Une décision qui ne laisse personne indifférent. L’Assemblée nationale vient de rétablir une mesure controversée sur les arrêts maladie. Dès 2026, leur durée sera limitée par la loi, avec un plafond fixé dès la première prescription. Cela marque un tournant important dans la gestion de la santé au travail en France.
Ce que prévoit la nouvelle règle sur les arrêts maladie
Adoptée dans le cadre du projet de loi de financement de la Sécurité sociale 2026, cette mesure impose un plafonnement légal des arrêts maladie. Voici ce qu’elle change dans le quotidien des assurés :
- Un mois maximum pour une première prescription d’arrêt de travail
- Deux mois maximum en cas de renouvellement
- Applicable partout : en cabinet de ville ou à l’hôpital
Jusqu’à présent, il n’existait aucune limite légale à la durée d’un arrêt, même si des recommandations médicales existent selon les pathologies. Ce nouveau cadre inscrit donc noir sur blanc une durée maximale.
Peut-on déroger à ces plafonds ?
Les médecins gardent une certaine liberté. En effet, une dérogation est possible si le professionnel de santé justifie sa décision directement sur l’ordonnance. Cela permet de préserver le lien de confiance patient-médecin, notamment dans les cas les plus complexes ou chroniques.
Autrement dit, la limite d’un mois pourra être dépassée mais seulement avec justification écrite.
Pourquoi ce changement maintenant ?
Le gouvernement affiche un objectif clair : réduire les dépenses de santé. En limitant la durée des arrêts maladie, l’exécutif espère contenir la hausse des indemnités journalières, qui pèsent de plus en plus dans le budget de la Sécurité sociale.
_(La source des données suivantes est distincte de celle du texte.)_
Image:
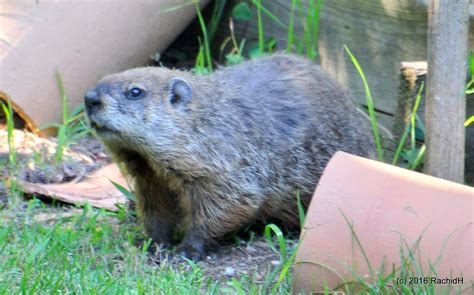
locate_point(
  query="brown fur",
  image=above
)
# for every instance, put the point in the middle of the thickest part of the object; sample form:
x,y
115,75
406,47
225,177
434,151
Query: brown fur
x,y
214,153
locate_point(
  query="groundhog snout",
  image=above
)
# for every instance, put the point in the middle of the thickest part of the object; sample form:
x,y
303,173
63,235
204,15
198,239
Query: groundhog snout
x,y
92,100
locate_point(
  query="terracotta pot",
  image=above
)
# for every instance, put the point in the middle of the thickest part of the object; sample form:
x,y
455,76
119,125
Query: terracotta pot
x,y
390,209
83,40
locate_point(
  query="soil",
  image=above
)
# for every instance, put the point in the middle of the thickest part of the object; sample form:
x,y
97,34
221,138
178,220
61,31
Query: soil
x,y
36,163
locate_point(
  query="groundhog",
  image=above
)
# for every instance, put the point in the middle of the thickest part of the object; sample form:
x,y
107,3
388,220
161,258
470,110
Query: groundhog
x,y
212,154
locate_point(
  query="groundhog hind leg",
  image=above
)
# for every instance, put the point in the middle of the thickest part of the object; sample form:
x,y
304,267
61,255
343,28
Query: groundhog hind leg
x,y
158,211
213,218
156,204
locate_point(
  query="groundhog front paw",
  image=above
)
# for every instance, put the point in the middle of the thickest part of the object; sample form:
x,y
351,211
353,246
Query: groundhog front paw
x,y
191,251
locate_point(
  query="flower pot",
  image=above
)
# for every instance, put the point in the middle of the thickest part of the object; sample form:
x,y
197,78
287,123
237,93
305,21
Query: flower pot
x,y
365,212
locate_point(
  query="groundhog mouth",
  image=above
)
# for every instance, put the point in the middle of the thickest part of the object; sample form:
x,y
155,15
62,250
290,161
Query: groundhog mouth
x,y
99,128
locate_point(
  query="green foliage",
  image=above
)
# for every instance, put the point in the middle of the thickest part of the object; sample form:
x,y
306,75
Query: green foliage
x,y
72,127
8,111
370,105
470,84
410,267
310,24
242,12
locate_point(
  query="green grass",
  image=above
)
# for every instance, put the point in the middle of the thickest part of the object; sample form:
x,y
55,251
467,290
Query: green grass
x,y
370,105
73,125
95,252
8,111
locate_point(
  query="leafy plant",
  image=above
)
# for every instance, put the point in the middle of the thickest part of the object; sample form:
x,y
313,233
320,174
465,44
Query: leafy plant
x,y
8,111
370,105
72,126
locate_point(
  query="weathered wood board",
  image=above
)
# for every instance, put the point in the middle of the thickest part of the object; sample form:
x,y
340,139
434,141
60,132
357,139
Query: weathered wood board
x,y
381,34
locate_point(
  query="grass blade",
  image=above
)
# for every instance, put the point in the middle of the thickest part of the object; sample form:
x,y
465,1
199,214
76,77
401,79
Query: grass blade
x,y
370,105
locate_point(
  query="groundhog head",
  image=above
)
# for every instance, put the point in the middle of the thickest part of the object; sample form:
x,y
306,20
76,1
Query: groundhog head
x,y
138,105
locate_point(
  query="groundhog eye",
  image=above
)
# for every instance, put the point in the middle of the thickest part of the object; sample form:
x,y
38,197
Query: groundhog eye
x,y
135,93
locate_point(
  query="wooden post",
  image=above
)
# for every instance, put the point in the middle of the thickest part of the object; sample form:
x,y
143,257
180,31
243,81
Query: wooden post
x,y
446,99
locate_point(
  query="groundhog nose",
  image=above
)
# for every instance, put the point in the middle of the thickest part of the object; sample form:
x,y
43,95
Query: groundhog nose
x,y
92,99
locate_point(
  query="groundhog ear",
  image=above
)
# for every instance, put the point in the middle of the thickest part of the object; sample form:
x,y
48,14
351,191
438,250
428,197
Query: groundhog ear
x,y
180,91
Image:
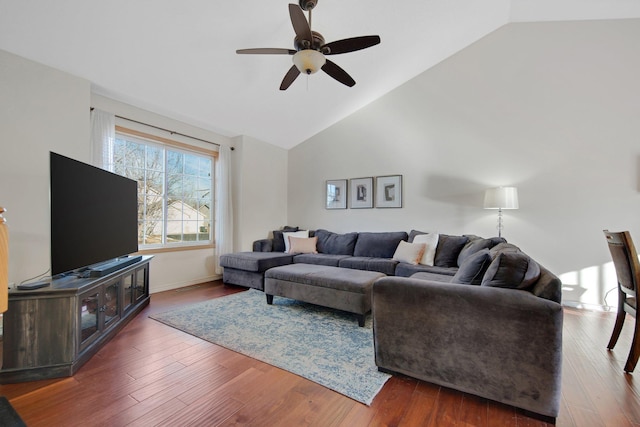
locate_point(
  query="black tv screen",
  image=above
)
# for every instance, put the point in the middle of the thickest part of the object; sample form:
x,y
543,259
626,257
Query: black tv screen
x,y
94,215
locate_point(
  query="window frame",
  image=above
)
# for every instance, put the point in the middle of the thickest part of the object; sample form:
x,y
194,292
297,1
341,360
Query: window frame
x,y
168,144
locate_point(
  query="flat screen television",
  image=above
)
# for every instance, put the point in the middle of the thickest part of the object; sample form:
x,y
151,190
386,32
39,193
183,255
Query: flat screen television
x,y
94,215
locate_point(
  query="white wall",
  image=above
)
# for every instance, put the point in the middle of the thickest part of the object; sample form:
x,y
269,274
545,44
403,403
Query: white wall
x,y
260,190
41,110
548,107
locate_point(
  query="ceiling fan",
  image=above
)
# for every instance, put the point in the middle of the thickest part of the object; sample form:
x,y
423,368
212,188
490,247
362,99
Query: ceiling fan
x,y
310,48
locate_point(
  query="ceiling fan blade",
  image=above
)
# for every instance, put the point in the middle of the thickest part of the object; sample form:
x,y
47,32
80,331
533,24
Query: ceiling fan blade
x,y
338,73
266,51
349,45
299,22
291,75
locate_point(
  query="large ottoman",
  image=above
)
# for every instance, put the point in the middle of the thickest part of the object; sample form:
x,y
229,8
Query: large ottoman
x,y
341,288
247,268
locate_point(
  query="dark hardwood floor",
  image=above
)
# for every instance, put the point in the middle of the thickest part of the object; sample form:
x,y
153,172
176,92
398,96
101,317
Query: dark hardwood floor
x,y
151,374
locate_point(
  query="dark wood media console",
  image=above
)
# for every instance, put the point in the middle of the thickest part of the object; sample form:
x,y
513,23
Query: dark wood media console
x,y
51,332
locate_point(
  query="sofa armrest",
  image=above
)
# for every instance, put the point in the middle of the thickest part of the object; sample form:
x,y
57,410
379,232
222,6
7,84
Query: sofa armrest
x,y
501,344
263,245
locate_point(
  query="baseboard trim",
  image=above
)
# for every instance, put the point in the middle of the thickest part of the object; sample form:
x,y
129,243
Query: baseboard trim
x,y
172,286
En chiffres, un salarié peut actuellement percevoir des indemnités pendant jusqu’à 360 jours sur une période de 3 ans. Le nouveau texte ne modifie pas ce point, mais il vient encadrer plus strictement la prescription initiale.
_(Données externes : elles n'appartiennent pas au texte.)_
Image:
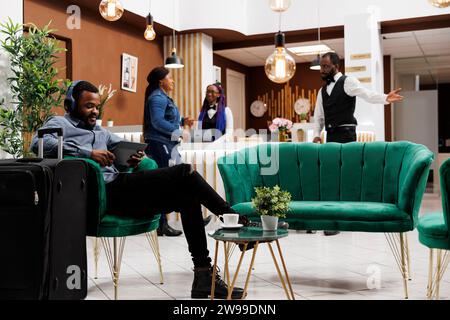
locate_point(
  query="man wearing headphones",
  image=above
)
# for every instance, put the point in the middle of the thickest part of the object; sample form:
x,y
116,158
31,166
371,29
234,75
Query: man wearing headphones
x,y
149,191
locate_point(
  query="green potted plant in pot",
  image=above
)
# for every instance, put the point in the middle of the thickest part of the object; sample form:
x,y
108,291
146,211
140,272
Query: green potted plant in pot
x,y
33,82
106,93
271,203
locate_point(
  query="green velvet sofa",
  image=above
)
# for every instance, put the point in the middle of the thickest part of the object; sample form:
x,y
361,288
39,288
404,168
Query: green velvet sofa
x,y
365,187
434,232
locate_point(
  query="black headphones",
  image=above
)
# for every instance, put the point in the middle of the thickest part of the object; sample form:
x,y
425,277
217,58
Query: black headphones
x,y
69,101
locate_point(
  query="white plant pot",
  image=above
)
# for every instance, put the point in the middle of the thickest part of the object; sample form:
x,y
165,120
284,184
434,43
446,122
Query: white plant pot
x,y
269,223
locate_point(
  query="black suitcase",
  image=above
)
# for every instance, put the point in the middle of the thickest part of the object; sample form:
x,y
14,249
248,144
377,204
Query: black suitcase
x,y
43,205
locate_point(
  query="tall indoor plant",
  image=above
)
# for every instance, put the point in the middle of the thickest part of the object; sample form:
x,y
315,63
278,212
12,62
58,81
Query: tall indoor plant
x,y
33,82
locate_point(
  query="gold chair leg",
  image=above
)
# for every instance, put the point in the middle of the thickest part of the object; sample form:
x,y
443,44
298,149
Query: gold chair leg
x,y
435,276
152,238
114,255
408,256
439,268
226,269
96,250
213,285
430,274
399,250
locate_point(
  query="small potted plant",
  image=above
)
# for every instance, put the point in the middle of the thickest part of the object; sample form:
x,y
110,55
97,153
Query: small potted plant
x,y
282,126
105,93
271,203
303,117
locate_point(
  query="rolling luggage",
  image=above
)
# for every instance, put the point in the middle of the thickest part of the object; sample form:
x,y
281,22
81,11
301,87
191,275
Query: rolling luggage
x,y
43,205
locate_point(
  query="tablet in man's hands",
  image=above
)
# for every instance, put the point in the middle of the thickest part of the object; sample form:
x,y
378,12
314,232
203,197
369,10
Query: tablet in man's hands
x,y
124,151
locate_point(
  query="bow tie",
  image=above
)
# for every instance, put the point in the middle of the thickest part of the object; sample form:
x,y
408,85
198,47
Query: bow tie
x,y
330,81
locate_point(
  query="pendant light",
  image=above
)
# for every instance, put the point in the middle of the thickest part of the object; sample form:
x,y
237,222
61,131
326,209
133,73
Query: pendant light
x,y
174,61
111,10
280,66
315,64
440,3
149,33
279,5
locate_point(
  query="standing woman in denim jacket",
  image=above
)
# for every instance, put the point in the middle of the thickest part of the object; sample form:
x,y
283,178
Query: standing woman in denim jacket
x,y
162,128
Une mesure critiquée par le Sénat… mais adoptée
Ce plafonnement avait été supprimé par le Sénat lors d’un premier vote. Les sénateurs y voyaient un risque de surcharge pour un système de soins déjà saturé—plus de consultations, plus de paperasse, sans gain évident pour les patients.
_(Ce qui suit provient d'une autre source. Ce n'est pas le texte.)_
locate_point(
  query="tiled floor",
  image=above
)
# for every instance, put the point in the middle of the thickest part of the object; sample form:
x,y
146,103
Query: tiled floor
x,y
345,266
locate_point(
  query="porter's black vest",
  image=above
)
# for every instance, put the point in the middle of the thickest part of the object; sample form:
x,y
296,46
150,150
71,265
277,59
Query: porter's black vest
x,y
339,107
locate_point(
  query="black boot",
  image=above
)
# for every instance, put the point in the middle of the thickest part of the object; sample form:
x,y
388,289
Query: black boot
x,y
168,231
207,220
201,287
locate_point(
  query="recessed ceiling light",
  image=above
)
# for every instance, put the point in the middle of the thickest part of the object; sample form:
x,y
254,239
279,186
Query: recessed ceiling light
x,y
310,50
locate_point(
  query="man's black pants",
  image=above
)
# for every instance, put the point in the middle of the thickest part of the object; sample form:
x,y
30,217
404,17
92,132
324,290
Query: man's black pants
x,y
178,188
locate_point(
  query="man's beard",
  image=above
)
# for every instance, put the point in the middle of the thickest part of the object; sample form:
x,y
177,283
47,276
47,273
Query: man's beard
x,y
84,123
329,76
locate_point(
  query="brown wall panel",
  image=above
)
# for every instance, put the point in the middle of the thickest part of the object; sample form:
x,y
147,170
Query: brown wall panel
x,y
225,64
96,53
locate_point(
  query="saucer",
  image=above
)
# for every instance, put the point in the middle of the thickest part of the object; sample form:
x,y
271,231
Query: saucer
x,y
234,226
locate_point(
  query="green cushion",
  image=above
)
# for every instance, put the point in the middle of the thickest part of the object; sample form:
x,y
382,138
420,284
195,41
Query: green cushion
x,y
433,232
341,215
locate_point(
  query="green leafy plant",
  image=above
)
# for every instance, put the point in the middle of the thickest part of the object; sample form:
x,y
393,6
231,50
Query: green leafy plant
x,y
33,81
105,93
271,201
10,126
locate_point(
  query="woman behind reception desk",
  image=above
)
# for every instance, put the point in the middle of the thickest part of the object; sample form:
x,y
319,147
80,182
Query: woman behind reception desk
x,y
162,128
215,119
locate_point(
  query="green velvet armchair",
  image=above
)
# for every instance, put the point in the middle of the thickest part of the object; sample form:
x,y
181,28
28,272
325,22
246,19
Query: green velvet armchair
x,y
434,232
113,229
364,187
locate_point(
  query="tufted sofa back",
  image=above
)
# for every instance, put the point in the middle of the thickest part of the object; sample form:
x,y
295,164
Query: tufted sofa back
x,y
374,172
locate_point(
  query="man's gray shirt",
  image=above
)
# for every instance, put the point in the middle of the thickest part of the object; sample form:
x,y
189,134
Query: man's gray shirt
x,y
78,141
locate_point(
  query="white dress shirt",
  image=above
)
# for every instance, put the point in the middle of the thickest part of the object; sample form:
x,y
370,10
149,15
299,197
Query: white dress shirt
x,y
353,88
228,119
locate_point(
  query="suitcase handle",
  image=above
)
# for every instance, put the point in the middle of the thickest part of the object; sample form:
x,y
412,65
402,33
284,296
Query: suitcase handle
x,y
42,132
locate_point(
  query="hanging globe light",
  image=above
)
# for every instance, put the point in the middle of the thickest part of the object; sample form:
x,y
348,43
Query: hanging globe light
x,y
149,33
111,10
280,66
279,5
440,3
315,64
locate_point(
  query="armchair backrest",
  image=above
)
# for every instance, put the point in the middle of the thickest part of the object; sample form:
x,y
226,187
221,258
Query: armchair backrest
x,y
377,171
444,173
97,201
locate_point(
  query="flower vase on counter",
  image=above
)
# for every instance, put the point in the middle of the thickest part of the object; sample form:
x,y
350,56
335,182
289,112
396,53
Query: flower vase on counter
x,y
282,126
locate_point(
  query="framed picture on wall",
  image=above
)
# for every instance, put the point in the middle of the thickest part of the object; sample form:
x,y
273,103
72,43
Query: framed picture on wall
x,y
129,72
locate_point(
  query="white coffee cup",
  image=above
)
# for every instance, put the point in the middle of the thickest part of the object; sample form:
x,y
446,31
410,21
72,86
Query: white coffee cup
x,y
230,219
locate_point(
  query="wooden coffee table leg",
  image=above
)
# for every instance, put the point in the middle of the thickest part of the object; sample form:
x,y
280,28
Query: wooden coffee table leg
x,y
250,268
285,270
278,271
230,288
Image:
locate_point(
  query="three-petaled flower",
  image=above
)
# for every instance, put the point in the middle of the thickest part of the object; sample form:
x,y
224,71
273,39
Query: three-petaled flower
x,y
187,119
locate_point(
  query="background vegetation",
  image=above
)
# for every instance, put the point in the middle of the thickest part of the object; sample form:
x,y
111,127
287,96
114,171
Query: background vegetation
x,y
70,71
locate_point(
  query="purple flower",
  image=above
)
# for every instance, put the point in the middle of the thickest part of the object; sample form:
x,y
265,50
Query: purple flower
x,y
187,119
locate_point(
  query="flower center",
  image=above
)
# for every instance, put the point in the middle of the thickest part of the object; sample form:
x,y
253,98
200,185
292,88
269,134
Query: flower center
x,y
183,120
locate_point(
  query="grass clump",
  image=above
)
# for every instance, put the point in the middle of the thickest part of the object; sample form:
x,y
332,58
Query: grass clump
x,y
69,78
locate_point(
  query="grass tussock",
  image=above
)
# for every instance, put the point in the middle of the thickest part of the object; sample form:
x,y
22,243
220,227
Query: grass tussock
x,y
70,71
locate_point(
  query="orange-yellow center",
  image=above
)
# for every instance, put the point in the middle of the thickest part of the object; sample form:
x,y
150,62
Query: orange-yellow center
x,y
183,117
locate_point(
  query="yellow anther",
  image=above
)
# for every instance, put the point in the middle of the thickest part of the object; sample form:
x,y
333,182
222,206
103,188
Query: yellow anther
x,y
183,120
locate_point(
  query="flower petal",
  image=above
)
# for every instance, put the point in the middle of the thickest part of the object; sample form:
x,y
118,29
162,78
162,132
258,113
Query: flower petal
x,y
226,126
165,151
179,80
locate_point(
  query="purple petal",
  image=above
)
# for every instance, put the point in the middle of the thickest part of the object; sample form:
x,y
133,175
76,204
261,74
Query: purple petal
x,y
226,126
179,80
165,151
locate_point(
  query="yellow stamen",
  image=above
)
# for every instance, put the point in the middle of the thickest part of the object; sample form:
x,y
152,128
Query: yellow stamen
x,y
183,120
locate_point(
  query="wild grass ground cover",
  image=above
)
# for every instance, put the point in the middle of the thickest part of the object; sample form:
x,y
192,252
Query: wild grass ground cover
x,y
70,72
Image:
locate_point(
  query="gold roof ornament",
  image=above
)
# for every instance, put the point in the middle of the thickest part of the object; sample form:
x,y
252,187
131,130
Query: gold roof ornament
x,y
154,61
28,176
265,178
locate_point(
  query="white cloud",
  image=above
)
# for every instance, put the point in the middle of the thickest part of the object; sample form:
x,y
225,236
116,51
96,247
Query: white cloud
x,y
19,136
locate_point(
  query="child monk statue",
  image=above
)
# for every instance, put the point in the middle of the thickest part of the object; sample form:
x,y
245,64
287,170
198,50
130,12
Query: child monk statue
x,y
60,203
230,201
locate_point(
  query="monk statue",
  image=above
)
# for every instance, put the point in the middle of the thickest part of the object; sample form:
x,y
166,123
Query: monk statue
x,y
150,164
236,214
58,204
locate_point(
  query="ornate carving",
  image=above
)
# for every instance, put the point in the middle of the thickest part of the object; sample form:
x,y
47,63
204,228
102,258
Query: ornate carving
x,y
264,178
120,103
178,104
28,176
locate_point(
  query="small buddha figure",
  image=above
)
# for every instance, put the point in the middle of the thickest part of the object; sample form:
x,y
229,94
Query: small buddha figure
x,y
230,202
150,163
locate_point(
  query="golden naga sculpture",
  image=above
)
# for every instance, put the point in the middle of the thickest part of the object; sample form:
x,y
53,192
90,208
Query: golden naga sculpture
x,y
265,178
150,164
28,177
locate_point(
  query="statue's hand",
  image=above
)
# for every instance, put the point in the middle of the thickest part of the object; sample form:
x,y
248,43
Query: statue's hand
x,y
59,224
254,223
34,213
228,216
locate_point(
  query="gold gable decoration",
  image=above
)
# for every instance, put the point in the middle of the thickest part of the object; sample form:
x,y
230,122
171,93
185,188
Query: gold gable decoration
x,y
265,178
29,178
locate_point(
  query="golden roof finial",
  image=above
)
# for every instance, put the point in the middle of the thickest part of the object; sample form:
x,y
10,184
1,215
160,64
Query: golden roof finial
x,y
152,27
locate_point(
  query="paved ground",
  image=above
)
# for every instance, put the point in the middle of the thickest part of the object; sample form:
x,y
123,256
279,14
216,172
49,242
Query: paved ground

Mais le 6 décembre 2025, les députés ont tranché : par 128 voix contre 86, ils ont choisi de réinscrire cette mesure dans le texte final du PLFSS.
Fait marquant, la version adoptée est un peu moins stricte que l’originale. Le gouvernement voulait à la base limiter à 15 jours les arrêts en ville, et 30 jours à l’hôpital. Cette idée a été assouplie sous la pression des débats parlementaires.
Quelles conséquences pour les patients et les médecins ?
Ce changement pourrait avoir plusieurs impacts concrets :
- Des arrêts plus courts par défaut, même en cas de longues maladies
- Une augmentation des consultations pour renouveler les arrêts
- Des tensions accrues pour les médecins confrontés à des arbitrages médicaux doublés de justification administrative
Pour les patients, cela pourrait signifier des allers-retours plus fréquents chez le médecin. Et pour les professionnels de santé, une charge de travail supplémentaire et une perte d’autonomie médicale dans certains cas.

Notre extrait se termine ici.